BIEBER, INK: Martin's devotional tattoo from 2011, shaved for this interview.
Martin infused his lies with plausible evidence. He kept a photo album full of his fake holdings and showed Staake a snapshot of a 1983 Ferrari 308, worth $143,000, claiming it was his father's. He encouraged Staake to look it up on Carfax, using a VIN cribbed from a classified ad. Martin told Staake his family owned the historic Lottery Hill Farm in Woodstock, Vermont—a $2.7 million estate once owned by Michael J. Fox. Martin says he convinced Staake that he sold heroin for a Chinese organized-crime syndicate in New York City and that he had connections that would protect Staake.
By mid-June, with Staake due to be paroled in October, Martin's plot had thickened. He wanted to settle some old scores as well and says he directed Staake to kill two former Vermont friends: One was Maurice Simoneau, the man who had been dating Florucci and who had left Martin in the Lake George motel room. "He was obsessed with me, and I didn't want anything to do with it," says Simoneau, who was in love with Florucci and believes Martin killed her to get rid of her as a rival and to hurt him. "He was off the wall, very short-tempered—a nut job." The other intended victim, whom police call PL, knew Martin when he was a teen in the mid-1990s. Martin targeted PL simply for refusing to give him information on a mutual acquaintance. Martin says he instructed Staake to strangle both men with paisley ties—the method he used on Florucci—and convinced Staake that the Chinese gang had approved the hit on Simoneau.

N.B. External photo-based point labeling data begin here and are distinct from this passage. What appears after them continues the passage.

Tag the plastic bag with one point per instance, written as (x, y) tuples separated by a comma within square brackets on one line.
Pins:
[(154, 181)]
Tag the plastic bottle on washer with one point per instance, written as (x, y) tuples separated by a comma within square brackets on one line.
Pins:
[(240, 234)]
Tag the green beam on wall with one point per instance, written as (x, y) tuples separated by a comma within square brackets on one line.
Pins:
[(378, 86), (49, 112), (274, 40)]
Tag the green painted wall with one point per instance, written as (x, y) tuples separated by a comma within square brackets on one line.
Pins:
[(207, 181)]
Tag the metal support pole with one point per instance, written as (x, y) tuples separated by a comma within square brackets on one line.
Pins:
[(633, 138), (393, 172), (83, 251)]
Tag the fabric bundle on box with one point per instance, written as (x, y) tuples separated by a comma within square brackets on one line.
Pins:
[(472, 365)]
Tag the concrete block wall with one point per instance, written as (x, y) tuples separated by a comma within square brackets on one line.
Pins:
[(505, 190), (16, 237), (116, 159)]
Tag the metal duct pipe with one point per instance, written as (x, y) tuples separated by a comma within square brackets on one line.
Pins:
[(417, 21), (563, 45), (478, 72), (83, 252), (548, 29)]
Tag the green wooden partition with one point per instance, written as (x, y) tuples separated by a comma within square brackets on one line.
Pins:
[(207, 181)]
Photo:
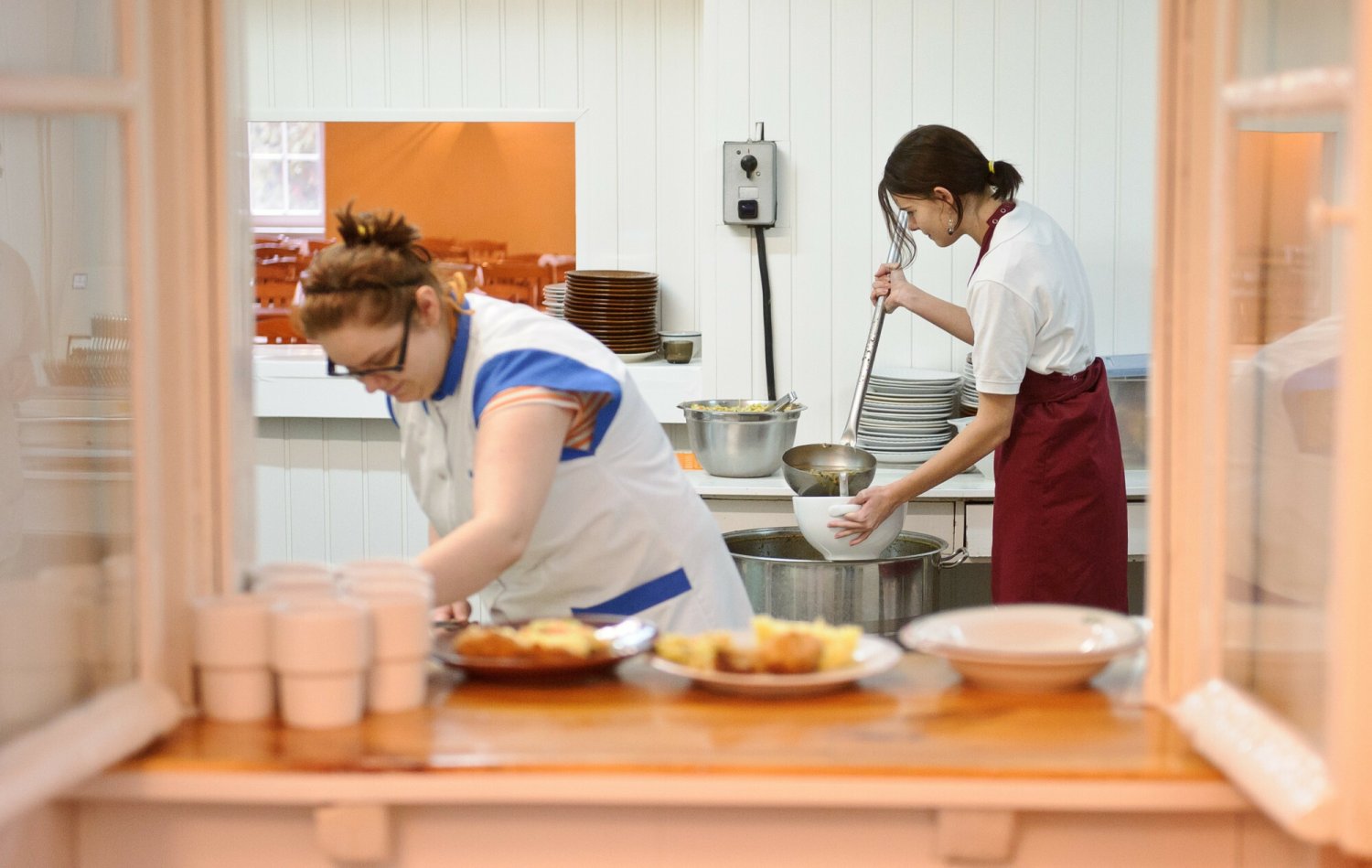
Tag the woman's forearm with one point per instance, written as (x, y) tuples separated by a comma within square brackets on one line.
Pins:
[(987, 431), (471, 557), (516, 456)]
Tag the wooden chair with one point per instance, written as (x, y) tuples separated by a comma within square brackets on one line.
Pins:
[(560, 268), (483, 250), (445, 250), (279, 268), (277, 329), (274, 293), (521, 280), (520, 294), (461, 276)]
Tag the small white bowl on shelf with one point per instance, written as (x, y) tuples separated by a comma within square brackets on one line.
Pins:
[(1026, 646), (985, 465), (691, 337)]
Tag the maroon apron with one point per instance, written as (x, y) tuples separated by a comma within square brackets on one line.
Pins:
[(1059, 528)]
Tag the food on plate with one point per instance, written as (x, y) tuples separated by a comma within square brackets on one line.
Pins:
[(541, 639), (778, 648)]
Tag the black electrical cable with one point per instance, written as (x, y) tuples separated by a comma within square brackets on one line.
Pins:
[(767, 353)]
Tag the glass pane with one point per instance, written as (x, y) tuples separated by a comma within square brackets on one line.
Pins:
[(302, 137), (66, 445), (1292, 35), (265, 186), (265, 137), (58, 38), (1287, 335), (306, 186)]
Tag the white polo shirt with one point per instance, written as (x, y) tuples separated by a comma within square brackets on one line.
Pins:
[(1029, 304), (622, 530)]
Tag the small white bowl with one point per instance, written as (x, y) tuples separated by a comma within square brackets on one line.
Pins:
[(691, 337), (1025, 646), (814, 514)]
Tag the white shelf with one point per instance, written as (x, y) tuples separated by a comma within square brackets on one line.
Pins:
[(290, 381)]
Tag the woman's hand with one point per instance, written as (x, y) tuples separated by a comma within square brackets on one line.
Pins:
[(877, 503), (891, 284)]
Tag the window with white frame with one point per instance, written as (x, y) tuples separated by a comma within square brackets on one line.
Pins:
[(285, 175)]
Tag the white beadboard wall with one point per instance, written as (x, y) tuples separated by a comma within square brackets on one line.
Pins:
[(335, 491), (1067, 90)]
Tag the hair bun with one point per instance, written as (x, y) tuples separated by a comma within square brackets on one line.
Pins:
[(383, 230)]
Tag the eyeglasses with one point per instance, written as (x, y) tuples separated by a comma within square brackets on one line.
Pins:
[(342, 370)]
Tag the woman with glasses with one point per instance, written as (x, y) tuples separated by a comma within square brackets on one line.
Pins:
[(549, 486)]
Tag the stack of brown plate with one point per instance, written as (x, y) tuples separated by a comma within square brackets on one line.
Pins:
[(617, 307)]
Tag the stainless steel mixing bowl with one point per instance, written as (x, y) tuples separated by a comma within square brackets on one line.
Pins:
[(732, 442)]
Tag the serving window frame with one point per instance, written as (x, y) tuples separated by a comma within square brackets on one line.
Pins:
[(1328, 798)]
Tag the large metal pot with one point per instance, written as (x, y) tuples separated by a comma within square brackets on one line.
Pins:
[(787, 577)]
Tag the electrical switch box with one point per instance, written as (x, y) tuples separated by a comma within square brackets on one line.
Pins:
[(751, 183)]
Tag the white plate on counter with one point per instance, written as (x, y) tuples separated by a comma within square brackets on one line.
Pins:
[(873, 654), (1025, 646)]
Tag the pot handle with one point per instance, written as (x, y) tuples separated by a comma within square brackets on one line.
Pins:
[(955, 558)]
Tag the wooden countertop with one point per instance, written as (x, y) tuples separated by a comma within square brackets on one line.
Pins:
[(916, 722)]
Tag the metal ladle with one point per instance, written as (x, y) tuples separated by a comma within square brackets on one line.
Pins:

As a rationale, Martin says he told Staake that Simoneau, a convicted heroin dealer, once stole $430,000 worth of the Chinese gang's heroin from him (a claim Simoneau denies) and that carrying out the hit would put Staake in good standing with the gang. To prove it, Martin gave Staake a phony letter that read "BY ORDER: Hip Sing Assoc., 16 Pell Street, NY, NY 11013" and contained personal information about Simoneau. Martin promised Staake that in exchange for these killings and that of Bieber, the gangsters would pay him $50,000. In addition, he offered Staake his father's Ferrari and Lottery Hill Farm as a hideout.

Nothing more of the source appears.